Global Property Guide points to stronger 2026 growth in the largest urban markets, while expectations for Florence, Naples, Turin and Bologna are more moderate. That reinforces the main structural shift: Italy is not rising evenly, but through selected areas where demand is resilient and supply is tight.
Scarce supply keeps prices from falling
The main reason prices are not falling is the shortage of quality housing. Italy is not going through a broad building cycle that could quickly add supply. New units are expensive, approval timelines are long, and a large part of the housing stock needs renovation and energy upgrades.
European energy-efficiency requirements make this more important. Buyers are increasingly looking not only at the price per square metre but also at future renovation costs. Older homes may look cheaper but require additional capital. Quality assets command a premium.
That creates a two-speed market. Good homes in strong locations continue to appreciate, while less liquid properties in weaker areas can take longer to sell and require discounts. Rising national averages do not mean that every Italian property is appreciating at the same pace.
The main risk is shifting from rates to prices
In 2023 and 2024, the main fear for buyers was the mortgage rate. In 2026, the risk is shifting to the entry price. If homes continue to rise by 3–4% a year, waiting for lower rates may not create savings: a lower monthly payment can be offset by a higher purchase price.

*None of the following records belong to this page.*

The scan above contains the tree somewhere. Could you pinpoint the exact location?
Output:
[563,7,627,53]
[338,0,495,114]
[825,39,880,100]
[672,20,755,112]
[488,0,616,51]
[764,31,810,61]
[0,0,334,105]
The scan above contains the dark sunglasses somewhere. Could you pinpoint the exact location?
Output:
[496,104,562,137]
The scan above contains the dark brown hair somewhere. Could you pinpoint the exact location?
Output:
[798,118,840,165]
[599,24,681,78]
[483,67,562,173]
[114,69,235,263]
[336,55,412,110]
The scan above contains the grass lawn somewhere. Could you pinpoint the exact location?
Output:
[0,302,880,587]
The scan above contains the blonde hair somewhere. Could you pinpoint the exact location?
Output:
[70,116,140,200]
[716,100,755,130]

For investors, the picture is also mixed. Rising rents support income, but higher purchase prices lengthen payback periods. In cities with strong tourism and student demand, that may remain acceptable. In weaker locations, buying purely for market appreciation is a riskier strategy.
For the state, the main challenge is housing affordability rather than overheating. Italy remains a country with high homeownership, but young households and mobile workers face a growing entry barrier. If prices and rents keep rising faster than incomes, the housing market will deepen social divides.
As International Investment experts report, Italy’s housing market in 2026 looks resilient but not risk-free. The critical issue is that price growth is being supported less by new supply and urban productivity than by a shortage of quality housing, expensive renovation needs and demand concentrated in a limited number of locations. For investors, this is a selective market rather than a broad entry opportunity: buying in Milan, Rome or a strong tourism hub may preserve capital, while weak regions and outdated housing stock without modernization carry liquidity risk. For households, the conclusion is tougher: even moderate annual growth of 3–4% can reduce affordability if mortgage costs remain high and incomes do not rise at a comparable pace.
FAQ
Why are house prices in Italy still rising?
Prices are supported by limited supply of quality homes, recovering mortgage demand, higher rents and the role of property as a defensive long-term asset.
How much could Italian house prices rise in 2026?
Forecasts vary, but many estimates point to growth of about 3–4%. More optimistic scenarios suggest around 4.2% nationally and stronger gains in Milan and Rome.
Are new homes or existing homes rising faster?
Existing homes are rising faster. Official data show that existing dwellings increased by 4.7% in 2025, while new dwellings rose by 0.6%.
Why are Milan and Rome outperforming?
The two markets benefit from employment, universities, tourism, international demand and limited supply in high-quality locations.
Will mortgages become cheaper in 2026?
Mortgage rates are below their 2023 peaks but remain higher than during the ultra-low-rate years. Lower rates alone may not improve affordability if prices continue to rise.
Is there a housing bubble in Italy?
A broad national bubble is not clear because growth is tied to supply shortages and local demand. However, overvaluation risks are higher in specific cities if prices move too far ahead of incomes and rental yields.